Full tool-calling support, inference abort fixes, XML parsing, OpenAI streaming compliance by devnen · Pull Request #413 · theroyallab/tabbyAPI

devnen · 2026-02-14T14:21:41Z

What This PR Does

TabbyAPI's tool-calling system worked for simple cases but had a collection of bugs that surfaced the moment you pushed it harder — a different model family, a stricter client, or just hitting Stop at the wrong time. This PR fixes all of them in one pass, tested end-to-end against Kilo Code, Roo Code, and OpenCode with Qwen3-Coder-Next on a dual-GPU setup.
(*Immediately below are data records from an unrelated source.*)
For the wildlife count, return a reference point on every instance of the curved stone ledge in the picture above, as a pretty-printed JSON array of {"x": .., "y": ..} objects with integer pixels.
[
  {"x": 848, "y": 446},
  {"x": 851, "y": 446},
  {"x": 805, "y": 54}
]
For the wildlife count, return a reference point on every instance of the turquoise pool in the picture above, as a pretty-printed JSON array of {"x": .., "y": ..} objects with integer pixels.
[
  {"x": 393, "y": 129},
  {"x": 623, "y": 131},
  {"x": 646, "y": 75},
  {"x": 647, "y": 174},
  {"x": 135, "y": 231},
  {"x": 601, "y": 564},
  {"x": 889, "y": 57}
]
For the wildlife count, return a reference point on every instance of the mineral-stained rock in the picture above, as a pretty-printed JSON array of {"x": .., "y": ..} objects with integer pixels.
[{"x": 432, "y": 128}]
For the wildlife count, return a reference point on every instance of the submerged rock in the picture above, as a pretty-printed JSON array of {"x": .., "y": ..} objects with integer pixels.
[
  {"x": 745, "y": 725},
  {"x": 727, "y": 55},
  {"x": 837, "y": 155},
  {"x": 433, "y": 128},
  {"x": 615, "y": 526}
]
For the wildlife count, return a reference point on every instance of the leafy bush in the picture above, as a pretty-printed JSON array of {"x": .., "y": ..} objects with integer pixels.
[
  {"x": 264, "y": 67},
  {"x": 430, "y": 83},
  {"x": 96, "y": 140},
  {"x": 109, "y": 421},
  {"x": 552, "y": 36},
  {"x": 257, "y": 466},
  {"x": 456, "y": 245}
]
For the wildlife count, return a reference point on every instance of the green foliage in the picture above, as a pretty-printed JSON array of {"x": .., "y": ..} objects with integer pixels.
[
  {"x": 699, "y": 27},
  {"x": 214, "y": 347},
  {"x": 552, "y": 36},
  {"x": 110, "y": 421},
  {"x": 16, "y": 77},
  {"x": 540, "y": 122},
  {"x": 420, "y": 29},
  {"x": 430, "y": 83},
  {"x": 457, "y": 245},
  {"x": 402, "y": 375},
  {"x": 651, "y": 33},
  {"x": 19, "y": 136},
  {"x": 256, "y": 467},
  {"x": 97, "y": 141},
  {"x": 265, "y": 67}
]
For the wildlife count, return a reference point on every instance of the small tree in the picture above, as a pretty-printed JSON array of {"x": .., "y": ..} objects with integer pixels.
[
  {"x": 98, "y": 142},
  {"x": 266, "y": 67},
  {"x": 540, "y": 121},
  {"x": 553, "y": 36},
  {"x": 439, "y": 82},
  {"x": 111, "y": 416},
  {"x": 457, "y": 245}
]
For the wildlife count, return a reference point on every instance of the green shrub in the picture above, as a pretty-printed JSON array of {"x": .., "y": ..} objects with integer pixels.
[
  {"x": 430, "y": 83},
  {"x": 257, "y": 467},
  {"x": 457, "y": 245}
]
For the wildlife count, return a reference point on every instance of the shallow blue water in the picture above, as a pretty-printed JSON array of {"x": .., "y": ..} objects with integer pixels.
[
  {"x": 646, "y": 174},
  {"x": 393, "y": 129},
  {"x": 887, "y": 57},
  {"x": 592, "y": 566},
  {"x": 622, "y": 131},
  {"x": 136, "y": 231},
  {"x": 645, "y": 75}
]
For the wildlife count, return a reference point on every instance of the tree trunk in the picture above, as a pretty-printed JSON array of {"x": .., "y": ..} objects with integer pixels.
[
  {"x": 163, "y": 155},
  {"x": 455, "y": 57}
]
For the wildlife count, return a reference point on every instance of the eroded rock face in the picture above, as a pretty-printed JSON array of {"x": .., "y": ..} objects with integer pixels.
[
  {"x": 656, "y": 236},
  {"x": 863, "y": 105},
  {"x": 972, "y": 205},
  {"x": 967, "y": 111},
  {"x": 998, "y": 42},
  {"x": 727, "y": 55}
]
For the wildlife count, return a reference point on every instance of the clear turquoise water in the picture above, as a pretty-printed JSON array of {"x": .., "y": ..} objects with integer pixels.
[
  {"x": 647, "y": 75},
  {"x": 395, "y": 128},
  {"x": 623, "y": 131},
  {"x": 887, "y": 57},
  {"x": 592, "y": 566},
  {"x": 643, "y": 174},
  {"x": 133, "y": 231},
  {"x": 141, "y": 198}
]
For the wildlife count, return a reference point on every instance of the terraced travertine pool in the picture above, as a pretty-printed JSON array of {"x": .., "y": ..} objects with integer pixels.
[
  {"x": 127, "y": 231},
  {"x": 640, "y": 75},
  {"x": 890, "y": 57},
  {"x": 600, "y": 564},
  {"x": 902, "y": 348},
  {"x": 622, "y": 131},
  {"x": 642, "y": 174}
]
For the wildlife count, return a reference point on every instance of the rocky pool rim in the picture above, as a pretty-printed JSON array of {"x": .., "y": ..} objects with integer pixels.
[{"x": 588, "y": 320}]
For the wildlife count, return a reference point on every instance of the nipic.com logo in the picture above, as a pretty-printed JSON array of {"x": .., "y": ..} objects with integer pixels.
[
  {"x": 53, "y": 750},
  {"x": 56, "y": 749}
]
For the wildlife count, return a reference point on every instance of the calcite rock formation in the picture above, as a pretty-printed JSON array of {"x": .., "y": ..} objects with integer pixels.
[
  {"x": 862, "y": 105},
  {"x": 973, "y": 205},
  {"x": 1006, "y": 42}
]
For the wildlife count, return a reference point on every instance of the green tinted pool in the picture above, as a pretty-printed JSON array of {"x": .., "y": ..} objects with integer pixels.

The changes fall into four areas:

Qwen3-Coder support — Qwen3-Coder emits tool calls in XML, not JSON. TabbyAPI had no XML parser, so those tool calls were silently discarded. This PR adds full XML parsing and a new official Jinja template for the model family.
Streaming compliance — Strict clients (OpenCode / Vercel AI SDK) were rejecting every streaming tool-call response due to missing fields and wrong chunk structure. The streaming path is now fully spec-compliant.
Stop actually stops — Three independent bugs meant the model kept running on the GPU after a client disconnect. All three are fixed; GPU inference now aborts reliably on Stop.
Broader compatibility — JSON parsing is hardened to handle the many ways real models deviate from the ideal output format, tool_choice is now respected, and a Jinja filter fix makes HuggingFace-native chat templates work out of the box.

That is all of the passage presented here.